The brief for this garden needed to accommodate a boisterous youngster, so a turf area to play on was essential.  This warm season Sir Walter Buffalo grass is doing well in the full sun.

By painting the fences with a matt black paint, all the foliage is highlighted, and when plants are flowering the dark colour of the fence helps the flowers to really stand out.

Hidden amongst the lower foliage are six high quality 20watt low-volt lights that illuminate this garden spectacularly at night. 

Lights are an essential item in all gardens.  

There's nothing more enjoyable than relaxing in the garden in the evenings in Sydney, especially in Spring and Summer.

A variety of different leaf arrangements add some intrigue, with all the plants jostling for position, but each coming into their own.

Typically Sydney. No garden is complete without a spray of Chinese star jasmine.

This Ginger plant, Alpinia caerulea, pops with vibrant colour.

We sourced low profile Lotus pots for the client to grow, strawberries, lettuce and a variety of herbs.   

At the entrance is a taller Lotus pot and Philodendron Var. Rojo Congo is thriving in the low-light conditions.

For a consultation with The Butchart Gardens 
contact James Butchart

Phone: 0408 264 964

Sunday, July 10, 2011

Bellevue Hill

In conjunction with Luigi Roselli Architects and Landscape Architect, Susan Miles, this garden in Bellevue Hill incorporates many different elements. Cascading plants soften the appearance of the walling, Frangipani create a canopy over the front stairway and a selection of low balled shrubs and native species border the sunny lawned area. The end result is a garden with which the owner's are thrilled.

Agave attenuata and Dracena drago form a crown above a trailing Acacia baileyana (a prostrate form of Cootamundra wattle). The coastal rosemary Westringia fruticosa has been clipped to a ball to create defined structure next to a feathery Grevillea.

Native grasses such as Pennisetum alopecuroides and trailing Grevillea and Acacia soften the Western Australian limestone retaining walls, creating a delightful hanging garden. 

Metrosideros Thomasii , New Zealand Christmas Bush, displays a showy red flower and silvery new growth. This dwarf variety bursts with colour.

At the top of the stairs is a bell pot with small succulents and Strelitzia juncea.

Crucible pot on the verandah with Strelitzia juncea underplanted with Dichondra var."silver bells"

For a consultation with The Butchart Gardens contact
James Butchart 0408 264 964

Monday, July 4, 2011

Point Piper

The first day of July was overcast, with a soft intermittent rain falling. Perfect light for photographing one of our established gardens in Point Piper.

These water gum, Tristaniopsis laurina are loving the view. At their base are sturdy native grasses, Lomandra var. 'Tanika', framing a stretch of Sir Walter Buffalo.  The fireplace, a mild steel design, could also be used as a shallow planter. Not a bad spot for an outdoor get-together.

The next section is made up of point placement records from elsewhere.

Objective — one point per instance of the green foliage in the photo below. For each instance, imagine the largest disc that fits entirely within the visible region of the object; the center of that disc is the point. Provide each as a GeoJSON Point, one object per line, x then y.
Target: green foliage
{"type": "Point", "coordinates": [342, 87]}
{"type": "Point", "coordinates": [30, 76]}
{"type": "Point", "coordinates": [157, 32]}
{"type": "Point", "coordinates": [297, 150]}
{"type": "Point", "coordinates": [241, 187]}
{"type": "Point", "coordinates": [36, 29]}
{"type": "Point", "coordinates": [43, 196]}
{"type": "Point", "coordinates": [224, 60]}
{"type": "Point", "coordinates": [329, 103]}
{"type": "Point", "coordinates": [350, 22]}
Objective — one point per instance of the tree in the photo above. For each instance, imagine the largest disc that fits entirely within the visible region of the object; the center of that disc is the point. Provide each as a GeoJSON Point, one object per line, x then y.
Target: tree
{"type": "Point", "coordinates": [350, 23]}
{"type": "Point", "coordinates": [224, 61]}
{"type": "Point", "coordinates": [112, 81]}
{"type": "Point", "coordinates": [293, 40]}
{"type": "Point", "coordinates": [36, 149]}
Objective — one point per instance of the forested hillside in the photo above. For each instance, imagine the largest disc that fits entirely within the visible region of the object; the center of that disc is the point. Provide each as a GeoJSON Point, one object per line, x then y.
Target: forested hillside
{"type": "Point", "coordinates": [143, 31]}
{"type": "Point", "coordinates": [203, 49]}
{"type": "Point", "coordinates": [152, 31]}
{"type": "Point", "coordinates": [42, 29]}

Dracena marginata provides a sculptural screen. The planter is a hardwood trough with galvanised steel insert.

Banksia serrata, adds another sculptural element to the garden. These trees are great for attracting native birds. They are fast-growing and withstand the harsh Australian environment.

Raphis exelsa are thriving in their hardwood trough. These palms are slow-growing, great for indoor and low light situations.

Raphis prefer a shady position and grow in a variety of soils.

Raphiolepsis indica is a salt-tolerant shrub. A hardy all-rounder, great for underplanting or as a border shrub. This variety has a small white flower.

In summer, Frangipani add a burst of colour while Tristaniopsis laurina create a formal entranceway.  It's encouraging to see native varieties being used for formal hedging in place of more traditional hedging plants.